One year after a 6.0-magnitude earthquake struck the Amatrice region in central Italy, residents of many hilltop towns and villages that are still left in ruins remain frustrated by the sluggish pace of reconstruction.
It was well before dawn on August 24, 2016 when the devastating quake razed much of Amatrice and the surrounding region, killing families in their beds or trapping them in dust-filled cavities in the rubble. Nearly 300 people were killed in the quake.
There was more to come. Shell-shocked locals suffered three more violent quakes in late October last year and in mid-January, with the last one sparking an avalanche that would wipe out a resort hotel and kill 29 people.
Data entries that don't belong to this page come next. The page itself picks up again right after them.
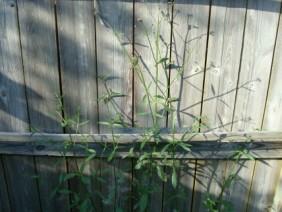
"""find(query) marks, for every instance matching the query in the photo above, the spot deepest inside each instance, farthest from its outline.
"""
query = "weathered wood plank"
(152, 39)
(223, 61)
(76, 35)
(263, 146)
(4, 195)
(85, 184)
(273, 111)
(38, 39)
(14, 114)
(13, 107)
(22, 188)
(240, 187)
(189, 38)
(277, 202)
(258, 136)
(114, 50)
(209, 179)
(260, 32)
(180, 199)
(265, 182)
(272, 121)
(39, 52)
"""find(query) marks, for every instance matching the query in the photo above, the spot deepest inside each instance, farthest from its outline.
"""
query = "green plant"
(157, 154)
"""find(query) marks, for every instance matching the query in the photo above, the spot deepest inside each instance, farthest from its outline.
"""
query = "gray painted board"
(260, 33)
(239, 190)
(39, 51)
(152, 26)
(4, 195)
(209, 178)
(14, 115)
(223, 61)
(76, 36)
(114, 50)
(265, 181)
(180, 198)
(189, 40)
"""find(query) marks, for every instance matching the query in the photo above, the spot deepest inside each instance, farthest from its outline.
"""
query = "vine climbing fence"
(231, 54)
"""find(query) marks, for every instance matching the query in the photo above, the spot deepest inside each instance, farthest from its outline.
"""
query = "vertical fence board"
(38, 39)
(223, 60)
(14, 116)
(82, 189)
(265, 181)
(277, 202)
(156, 76)
(114, 47)
(76, 35)
(180, 198)
(272, 121)
(260, 33)
(147, 15)
(237, 194)
(261, 25)
(189, 38)
(4, 195)
(208, 181)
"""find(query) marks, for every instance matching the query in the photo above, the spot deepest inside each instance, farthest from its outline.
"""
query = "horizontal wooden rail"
(261, 145)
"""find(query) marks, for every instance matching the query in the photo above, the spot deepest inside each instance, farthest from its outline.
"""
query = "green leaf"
(54, 192)
(81, 168)
(174, 100)
(174, 179)
(90, 157)
(161, 174)
(250, 157)
(69, 176)
(159, 97)
(185, 147)
(110, 157)
(104, 123)
(162, 60)
(143, 202)
(85, 180)
(65, 191)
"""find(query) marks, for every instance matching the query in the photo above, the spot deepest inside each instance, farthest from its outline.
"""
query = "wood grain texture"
(76, 35)
(4, 195)
(238, 192)
(272, 121)
(223, 60)
(265, 181)
(114, 49)
(209, 178)
(83, 189)
(22, 189)
(14, 114)
(13, 107)
(189, 38)
(39, 49)
(273, 111)
(180, 198)
(39, 52)
(260, 33)
(277, 202)
(152, 43)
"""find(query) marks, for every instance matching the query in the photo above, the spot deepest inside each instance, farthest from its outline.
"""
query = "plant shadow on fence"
(65, 47)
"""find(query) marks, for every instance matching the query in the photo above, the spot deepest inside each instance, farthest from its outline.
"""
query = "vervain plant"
(157, 155)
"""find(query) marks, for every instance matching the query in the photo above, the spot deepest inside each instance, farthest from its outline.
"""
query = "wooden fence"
(232, 78)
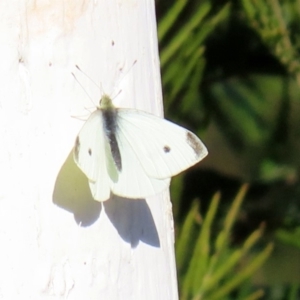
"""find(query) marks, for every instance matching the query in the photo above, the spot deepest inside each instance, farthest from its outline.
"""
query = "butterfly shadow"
(132, 218)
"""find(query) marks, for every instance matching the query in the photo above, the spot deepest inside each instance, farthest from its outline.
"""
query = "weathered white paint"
(56, 242)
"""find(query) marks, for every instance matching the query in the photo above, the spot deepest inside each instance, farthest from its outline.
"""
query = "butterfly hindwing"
(90, 156)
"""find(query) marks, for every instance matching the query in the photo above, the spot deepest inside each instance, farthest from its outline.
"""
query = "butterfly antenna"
(124, 75)
(86, 75)
(82, 87)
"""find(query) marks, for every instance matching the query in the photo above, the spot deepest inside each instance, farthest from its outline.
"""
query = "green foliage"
(181, 54)
(209, 267)
(233, 67)
(273, 21)
(290, 237)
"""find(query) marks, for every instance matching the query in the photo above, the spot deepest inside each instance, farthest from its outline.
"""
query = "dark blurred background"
(231, 74)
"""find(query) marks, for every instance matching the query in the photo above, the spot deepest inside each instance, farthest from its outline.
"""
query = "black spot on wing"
(194, 143)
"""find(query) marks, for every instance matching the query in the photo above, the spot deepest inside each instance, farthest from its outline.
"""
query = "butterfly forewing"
(133, 181)
(164, 149)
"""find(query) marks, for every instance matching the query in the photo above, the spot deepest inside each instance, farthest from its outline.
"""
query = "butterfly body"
(132, 153)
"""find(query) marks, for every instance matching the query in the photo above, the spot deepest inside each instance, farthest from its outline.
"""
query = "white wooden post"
(56, 241)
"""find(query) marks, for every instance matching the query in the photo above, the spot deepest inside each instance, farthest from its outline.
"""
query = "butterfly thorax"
(110, 114)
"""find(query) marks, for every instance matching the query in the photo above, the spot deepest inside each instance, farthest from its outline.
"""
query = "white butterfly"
(132, 153)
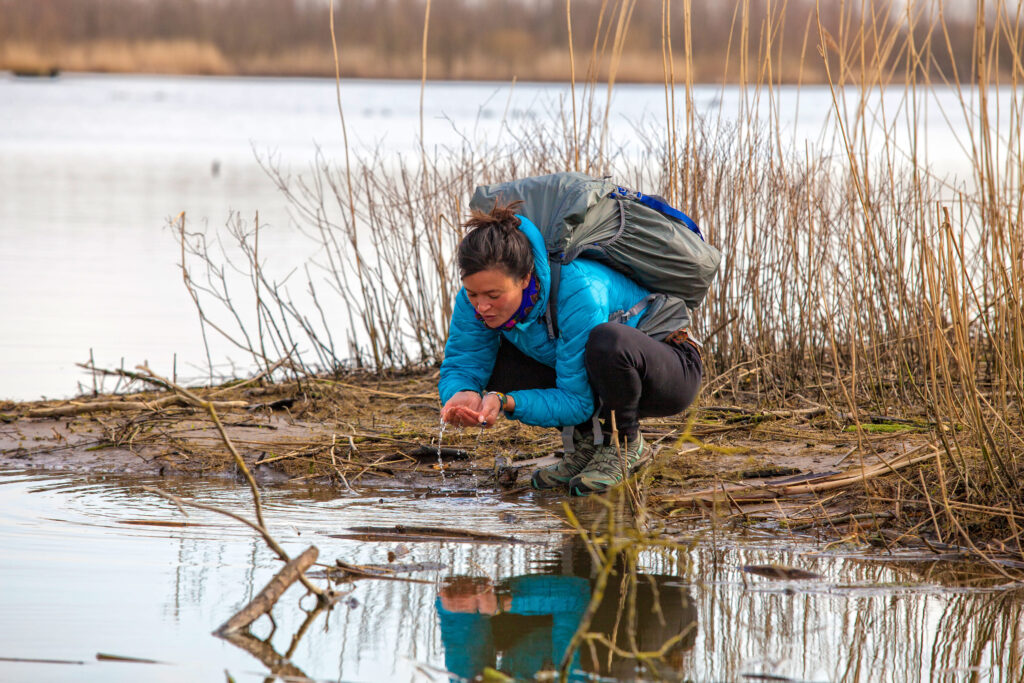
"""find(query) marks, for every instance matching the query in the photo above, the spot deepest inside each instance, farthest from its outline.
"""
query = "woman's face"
(495, 295)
On Thursday, a memorial was set up in the park in central Amatrice where people came one after another to pay their respects to their loved ones killed in the Amatrice earthquake a year ago.
Saletta was one of the many villages flattened by the quake.
“Twenty-one people died in our village, including my mom. I was able to escape from the window. But now all we have is still piles of rubble,” said Marco Sebastiani, a survivor of last year’s earthquake.
“It was such a long year. A lot has happened –four earthquakes and the biggest avalanche since 1956. The region has practically been turned into a war zone,” said Sergio Pirozzi, the mayor of Amatrice.
To this day, only 10 percent of the estimated two million tons of rubble in the damaged towns and villages has been cleaned up, while even the restoration of basic services such as power and water supplies remains indefinite.
Many locals blame burdensome administrative procedures for the snail-paced post-quake reconstruction.
The local authorities of Amatrice had planned to build 500 temporary houses to accommodate the affected residents, but so far, more than half of the houses remain unfinished.